RcAE: Recursive Reconstruction Framework for Unsupervised Industrial Anomaly Detection
- URL: http://arxiv.org/abs/2512.11284v1
- Date: Fri, 12 Dec 2025 05:07:09 GMT
- Title: RcAE: Recursive Reconstruction Framework for Unsupervised Industrial Anomaly Detection
- Authors: Rongcheng Wu, Hao Zhu, Shiying Zhang, Mingzhe Wang, Zhidong Li, Hui Li, Jianlong Zhou, Jiangtao Cui, Fang Chen, Pingyang Sun, Qiyu Liao, Ye Lin,
- Abstract summary: Unsupervised industrial anomaly detection requires accurately identifying defects without labeled data.<n>Traditional autoencoder-based methods often struggle with incomplete anomaly suppression and loss of fine details.<n>We propose a recursion architecture for autoencoder (RcAE), which performs reconstruction iteratively to progressively suppress anomalies while refining normal structures.
- Score: 20.178407046262357
- License: http://arxiv.org/licenses/nonexclusive-distrib/1.0/
- Abstract: Unsupervised industrial anomaly detection requires accurately identifying defects without labeled data.
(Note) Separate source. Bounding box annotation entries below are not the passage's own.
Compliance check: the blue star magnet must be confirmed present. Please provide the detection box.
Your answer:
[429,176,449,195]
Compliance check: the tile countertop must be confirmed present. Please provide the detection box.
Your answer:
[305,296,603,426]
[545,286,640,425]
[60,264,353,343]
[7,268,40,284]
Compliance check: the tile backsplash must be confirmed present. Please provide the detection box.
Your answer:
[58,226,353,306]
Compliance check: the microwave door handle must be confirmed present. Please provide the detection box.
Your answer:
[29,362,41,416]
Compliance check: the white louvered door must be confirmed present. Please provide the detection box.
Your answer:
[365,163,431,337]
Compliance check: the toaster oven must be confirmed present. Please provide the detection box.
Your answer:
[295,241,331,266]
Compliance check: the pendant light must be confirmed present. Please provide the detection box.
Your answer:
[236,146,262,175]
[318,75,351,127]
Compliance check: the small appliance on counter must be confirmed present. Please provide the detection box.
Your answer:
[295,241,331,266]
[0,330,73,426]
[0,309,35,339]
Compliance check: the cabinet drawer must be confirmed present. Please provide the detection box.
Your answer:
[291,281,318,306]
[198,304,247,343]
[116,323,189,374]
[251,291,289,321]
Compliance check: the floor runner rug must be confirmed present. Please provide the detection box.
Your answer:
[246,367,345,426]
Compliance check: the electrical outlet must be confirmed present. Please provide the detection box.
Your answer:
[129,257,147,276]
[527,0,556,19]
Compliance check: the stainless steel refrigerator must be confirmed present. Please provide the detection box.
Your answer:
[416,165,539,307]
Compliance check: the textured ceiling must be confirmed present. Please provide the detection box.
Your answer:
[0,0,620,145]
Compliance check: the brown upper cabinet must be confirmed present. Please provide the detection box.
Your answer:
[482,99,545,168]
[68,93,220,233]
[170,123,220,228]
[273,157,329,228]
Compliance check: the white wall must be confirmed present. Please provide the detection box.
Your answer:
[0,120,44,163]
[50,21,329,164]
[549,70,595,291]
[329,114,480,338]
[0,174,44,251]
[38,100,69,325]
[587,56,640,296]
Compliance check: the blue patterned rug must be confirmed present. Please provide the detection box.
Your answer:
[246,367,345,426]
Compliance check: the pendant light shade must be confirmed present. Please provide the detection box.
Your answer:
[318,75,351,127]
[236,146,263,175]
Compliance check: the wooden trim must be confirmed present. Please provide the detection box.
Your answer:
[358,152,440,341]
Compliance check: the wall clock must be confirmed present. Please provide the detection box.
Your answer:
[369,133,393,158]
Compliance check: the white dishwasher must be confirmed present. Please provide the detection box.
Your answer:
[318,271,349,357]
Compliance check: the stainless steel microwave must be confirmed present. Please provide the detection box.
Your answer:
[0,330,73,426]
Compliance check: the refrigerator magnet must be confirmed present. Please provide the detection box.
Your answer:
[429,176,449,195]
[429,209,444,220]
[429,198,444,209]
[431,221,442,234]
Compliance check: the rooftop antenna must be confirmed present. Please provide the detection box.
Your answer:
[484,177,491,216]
Traditional autoencoder-based methods often struggle with incomplete anomaly suppression and loss of fine details, as their single-pass decoding fails to effectively handle anomalies with varying severity and scale. We propose a recursive architecture for autoencoder (RcAE), which performs reconstruction iteratively to progressively suppress anomalies while refining normal structures. Unlike traditional single-pass models, this recursive design naturally produces a sequence of reconstructions, progressively exposing suppressed abnormal patterns. To leverage this reconstruction dynamics, we introduce a Cross Recursion Detection (CRD) module that tracks inconsistencies across recursion steps, enhancing detection of both subtle and large-scale anomalies. Additionally, we incorporate a Detail Preservation Network (DPN) to recover high-frequency textures typically lost during reconstruction. Extensive experiments demonstrate that our method significantly outperforms existing non-diffusion methods, and achieves performance on par with recent diffusion models with only 10% of their parameters and offering substantially faster inference. These results highlight the practicality and efficiency of our approach for real-world applications.